APPLIED POSITION (fig. 7-22) - As the brake pedal is depressed, the valve operating rod moves to the left, which causes the valve plunger to move left also. The valve return spring is then compressed as the plunger moves and the poppet valve comes in contact with the vacuum port seat. As this happens, the vacuum port closes off. Continued application of the brake pedal causes the valve rod to force the valve plunger from the poppet, thereby opening the atmospheric port. Atmospheric pressure then rushes into the control vacuum chamber and applies pressure to the hydraulic pushrod.

HOLDING POSITION (fig. 7-22) - As the operator stops depressing the brake pedal, the plunger will also stop moving. The reaction of the brake fluid transmitted through the reaction disc now will shift the valve plunger slightly to the right, shutting off the atmospheric port. As this position is held, both sides of the diaphragm contain unchanging amounts of pressure, which exerts a steady amount of pressure on the cylinder piston.

On many installations a vacuum reservoir is inserted between the power booster and the intake manifold. The purpose of the reservoir is to make vacuum available for a short time to the booster unit should the vehicle have to stop quickly with a stalled engine. A check valve in the reservoir maintains a uniform vacuum within the system should engine vacuum drop off. This check valve prevents vacuum from bleeding back to the intake manifold when manifold vacuum is less than the vacuum in the reservoir.

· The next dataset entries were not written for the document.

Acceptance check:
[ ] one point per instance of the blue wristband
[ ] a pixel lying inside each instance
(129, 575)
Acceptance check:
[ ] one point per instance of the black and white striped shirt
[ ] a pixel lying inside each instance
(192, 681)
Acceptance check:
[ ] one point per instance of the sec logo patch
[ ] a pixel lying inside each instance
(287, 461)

All modern power brakes retain some pedal resistance, permitting the operator to maintain a certain amount of pedal feel. For example, a light pressure upon the pedal will give a light braking force, while heavy pressure upon the brake pedal will cause severe brake application. If the vacuum section of the power booster should fail, brake application can still be obtained by direct mechanical pressure on the master cylinder piston. However, the operator must apply a greater force to the brake pedal to achieve even minimal braking force.

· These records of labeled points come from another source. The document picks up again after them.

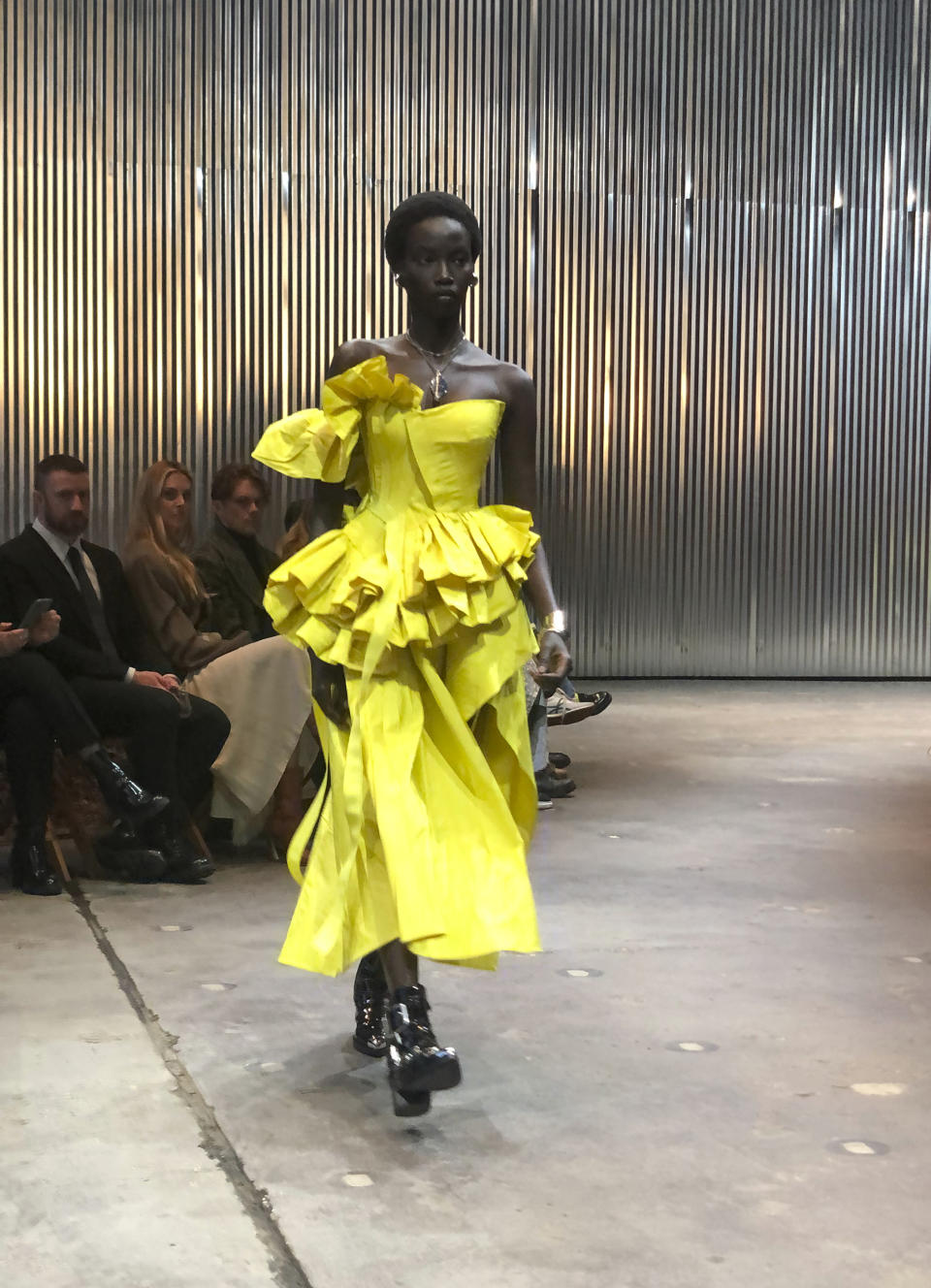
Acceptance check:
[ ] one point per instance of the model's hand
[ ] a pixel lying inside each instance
(46, 628)
(329, 688)
(148, 679)
(553, 660)
(11, 640)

The vacuum-hydraulic power booster, used in most passenger vehicles and light trucks, is of the integral type, so-called because the power booster and the master cylinder are combined in a single assembly. The most common integral types all use a single or tandem diaphragm (fig. 7-23) and are of the vacuum suspended type. The power unit uses a master cylinder constructed in the same manner as the conventional dual master cylinder.

If brake trouble is encountered, check the brake system in the same manner as for conventional brakes. When a vehicle has vacuum type power brakes, you should inspect the brake booster and vacuum hose. Make sure the vacuum hose from the engine is in good condition. It should not be hardened, cracked, or swollen. Also check the hose fitting in the booster. If the system is not performing properly, you should check the power booster for correct operation as follows:

Stop the engine and apply the brakes several times to deplete the vacuum reserve in the system.

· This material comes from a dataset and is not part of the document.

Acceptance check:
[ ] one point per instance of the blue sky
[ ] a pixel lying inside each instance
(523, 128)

Partly depress the brake pedal, and while holding it in this position, start the engine.

If the booster is operating properly, the brake pedal will move downward slightly. If no action is felt, the booster is not functioning.

If the power unit is not giving enough assistance, check the engine vacuum. If engine vacuum is abnormally low (below 14 inches at idle), tune up the engine to raise the vacuum reading and again try the brakes. A steady hiss, when the brake pedal is depressed, indicates a vacuum leak, preventing proper operation of the booster.

Vacuum failure, which results in a hard pedal, may be due to a faulty check valve, a collapsed vacuum hose to the intake manifold, or an internal leak in the power booster.

A tight pedal linkage (insufficient pushrod clearance) will also result in a hard pedal. If this connection is free and the brakes still fail to release properly, the power booster must be replaced.